Outra apresentação se referiu ao trabalho específico de doutorado da aluna Naila Ribeiro Mori. Nesse momento fiz algo não usual: anunciei que Naila estava procurando um estágio no exterior, utilizando seus recursos de reserva técnica da bolsa de doutoramento direto e do programa Ciência sem Fronteiras. Sete pesquisadores dos Estados Unidos, Japão e Europa manifestaram disponibilidade para aceitar a aluna.
Agora Naila – que teve alguns contratempos quando de sua aceitação como aluna de doutorado direto, mesmo com bolsa aprovada pela Fapesp – irá realizar esse trabalho experimental no grupo altamente qualificado da dra. Renata Bura, da Universidade de Washington, e poderá aprofundar o entendimento dos mecanismos da desconstrução da parede celular vegetal de bagaço e palha de cana-de-açúcar. Ela já havia contribuído com a necessária internacionalização ao participar de congresso internacional da área de papel e celulose em 2009 na Noruega (15th Symposium on Wood, Fiber and Pulping Chemistry), com escala em Helsinki, na Finlândia, para visitar um instituto de pesquisa, cujo pôster foi premiado como o melhor trabalho apresentado. À época, obteve financiamento por meio de auxílio do Proint, pois era aluna de graduação em Engenharia Bioquímica.
Eventos internacionais são muito importantes, e estimulo sempre meus alunos a submeterem seus trabalhos para apresentação oral, onde a visibilidade é total. Um pôster é importante e muitos leem e se interessam, mas estar à frente do auditório por cerca de 20 minutos é inigualável. Apresentar em inglês não é fácil, mas também não é impossível.

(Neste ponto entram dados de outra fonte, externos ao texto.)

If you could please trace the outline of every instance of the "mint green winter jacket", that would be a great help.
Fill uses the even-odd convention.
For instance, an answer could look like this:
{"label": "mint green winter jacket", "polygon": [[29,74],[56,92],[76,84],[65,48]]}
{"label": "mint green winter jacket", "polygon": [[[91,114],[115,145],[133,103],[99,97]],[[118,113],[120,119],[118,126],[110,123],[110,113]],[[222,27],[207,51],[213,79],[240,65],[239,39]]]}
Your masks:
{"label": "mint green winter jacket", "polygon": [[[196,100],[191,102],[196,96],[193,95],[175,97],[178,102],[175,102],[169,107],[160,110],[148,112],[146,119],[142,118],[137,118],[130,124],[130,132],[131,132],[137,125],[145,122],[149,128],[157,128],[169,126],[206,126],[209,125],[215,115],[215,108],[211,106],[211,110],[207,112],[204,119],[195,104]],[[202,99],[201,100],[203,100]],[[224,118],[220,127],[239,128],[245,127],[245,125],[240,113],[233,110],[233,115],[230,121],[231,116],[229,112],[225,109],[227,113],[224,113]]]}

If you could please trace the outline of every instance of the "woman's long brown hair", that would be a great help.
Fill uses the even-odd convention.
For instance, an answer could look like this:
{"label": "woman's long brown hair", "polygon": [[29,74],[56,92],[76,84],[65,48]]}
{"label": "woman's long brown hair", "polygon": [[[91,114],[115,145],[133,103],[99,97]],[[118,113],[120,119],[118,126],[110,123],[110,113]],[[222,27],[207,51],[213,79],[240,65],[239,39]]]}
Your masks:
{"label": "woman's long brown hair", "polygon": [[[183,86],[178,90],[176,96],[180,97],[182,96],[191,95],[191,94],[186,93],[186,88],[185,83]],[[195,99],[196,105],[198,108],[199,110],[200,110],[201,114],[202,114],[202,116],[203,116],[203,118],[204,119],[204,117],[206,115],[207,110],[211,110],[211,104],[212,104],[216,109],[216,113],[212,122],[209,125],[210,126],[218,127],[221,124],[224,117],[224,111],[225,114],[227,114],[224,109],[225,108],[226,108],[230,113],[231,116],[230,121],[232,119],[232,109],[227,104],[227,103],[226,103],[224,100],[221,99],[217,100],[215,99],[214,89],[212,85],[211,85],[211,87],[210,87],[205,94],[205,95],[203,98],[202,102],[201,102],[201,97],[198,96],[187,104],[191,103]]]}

A mesma visibilidade no simpósio em Portland levou a um contato com um grupo da Bolívia, que me convidou para ministrar um curso sobre biorrefinaria naquele país, e uma aluna de doutoramento deverá passar de seis a 12 meses nos laboratórios da EEL. Também fui incluído no comitê científico do Bioenergy Korea Conference 2013 International Symposium, a ser realizado na Coreia do Sul em novembro próximo. Os demais contatos com pesquisadores foram aproveitados para propiciar a outra aluna de doutorado a possibilidade de realizar estágio semelhante nos Estados Unidos, na área de aproveitamento de ligninas obtidas da casca de café.
Uma ação leva à outra, mas ainda há pesquisadores que relutam em apresentar internacionalmente os resultados de seus trabalhos de pesquisa, inibindo também essas possibilidades reais para que nossos alunos ganhem a confiança e a cultura de outros grupos em outros países.
Aprendi com uma aluna de graduação, bolsista do Ciência sem Fronteiras, que retornou no segundo semestre depois de um ano nos Estados Unidos, que alunos têm a possibilidade de realizar estágios em empresas no exterior, dentro desse programa. Para alunos de engenharia, é formação curricular importante para o competitivo mercado nacional.
Independente dos rankings internacionais, que são volúveis e também passíveis de falhas e injustiças, creio que é tempo de haver instrumentos internos para quantificar essa internacionalização promovida por grupos, alunos e professores. Conhecendo-nos a nós mesmos, poderemos saber qual caminho seguir para dar uma resposta adequada à sociedade que nos mantém e a todos que tanto esperam da Universidade de São Paulo.
Adilson Roberto Gonçalves é professor da Escola de Engenharia de Lorena (EEL) da USP.